Le procès des présumés complices des massacres du 28 septembre 2009 a franchi, ce lundi 19 janvier 2026, une étape déterminante. À la reprise des audiences, les discussions ont rapidement pris une tournure juridique décisive, centrée sur la contestation de la régularité de la procédure, plus précisément sur l’ordonnance de renvoi des accusés devant la juridiction criminelle.
Dès le début des débats, les avocats des officiers Georges Olemou, Thomas Touaro et Jean-Louis Kpoghomou ont introduit des conclusions écrites au dossier, en les soumettant simultanément au tribunal, au ministère public et aux avocats de la partie civile. Ce document de sept pages, rédigé par Me Pépé Antoine Lamah et ses confrères, met en lumière, point par point, les irrégularités de procédure qu’ils estiment graves et qui, selon eux, justifient la nullité de l’ordonnance de renvoi.
Cependant, à peine la défense prête à développer ses arguments à l’oral, la procédure a été soudainement interrompue. Me Amadou DS Bah, représentant la partie civile, a objecté que ces conclusions n’avaient été remises qu’en matinée, et qu’il serait contraire au principe du contradictoire de poursuivre les débats sans un délai suffisant pour permettre à toutes les parties d’analyser le document et de préparer une réponse adéquate. Une demande de renvoi d’une semaine a donc été formulée.

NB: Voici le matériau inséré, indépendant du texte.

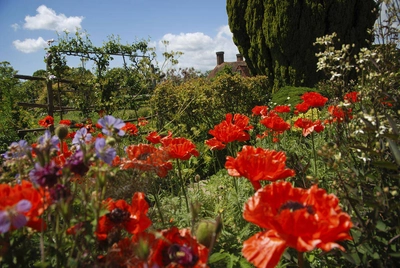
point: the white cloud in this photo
(199, 49)
(30, 45)
(47, 19)
(15, 26)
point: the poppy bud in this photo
(61, 131)
(143, 249)
(207, 231)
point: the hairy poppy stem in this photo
(315, 155)
(300, 259)
(182, 184)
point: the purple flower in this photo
(81, 137)
(46, 175)
(77, 164)
(59, 191)
(103, 151)
(110, 124)
(14, 216)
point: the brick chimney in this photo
(220, 57)
(239, 57)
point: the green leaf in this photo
(395, 151)
(381, 226)
(385, 164)
(216, 257)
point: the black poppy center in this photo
(118, 215)
(293, 206)
(143, 156)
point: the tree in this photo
(276, 37)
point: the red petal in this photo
(264, 249)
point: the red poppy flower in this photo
(309, 126)
(47, 121)
(177, 248)
(121, 215)
(233, 128)
(142, 121)
(130, 252)
(101, 113)
(275, 123)
(352, 97)
(302, 107)
(314, 99)
(11, 195)
(155, 138)
(340, 114)
(257, 164)
(260, 110)
(146, 157)
(386, 103)
(282, 109)
(65, 122)
(303, 219)
(130, 128)
(179, 148)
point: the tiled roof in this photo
(237, 66)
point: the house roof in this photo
(238, 66)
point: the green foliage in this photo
(199, 104)
(276, 37)
(290, 95)
(12, 116)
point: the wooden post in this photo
(50, 96)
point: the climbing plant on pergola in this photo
(137, 59)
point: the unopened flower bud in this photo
(207, 231)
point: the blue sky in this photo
(196, 28)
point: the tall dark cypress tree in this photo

Le ministère public a appuyé cette requête, soulignant qu’il était indispensable que chaque partie ait le temps de prendre connaissance des écritures avant de se prononcer sur le fond de l’exception soulevée.
Cette position a été vivement rejetée par la défense. Les avocats des prévenus ont dénoncé ce qu’ils considèrent comme une manœuvre dilatoire, accusant le parquet et la partie civile de chercher à retarder l’examen d’une question qu’ils jugent cruciale. Selon eux, l’ordonnance de renvoi est juridiquement invalide et porte atteinte aux droits fondamentaux de leurs clients, de sorte qu’elle ne peut produire aucun effet légal.
Après avoir écouté les arguments des différentes parties, le juge a décidé de suspendre l’examen des demandes de renvoi formulées par le ministère public et la partie civile. Il a finalement ordonné la reprise des débats et invité la défense à poursuivre immédiatement le développement de ses arguments relatifs à la nullité de la saisine du tribunal.
Les débats se poursuivent donc, et l’issue de cette procédure continue de susciter une attention particulière, tant par son caractère historique que par les enjeux juridiques qu’elle soulève.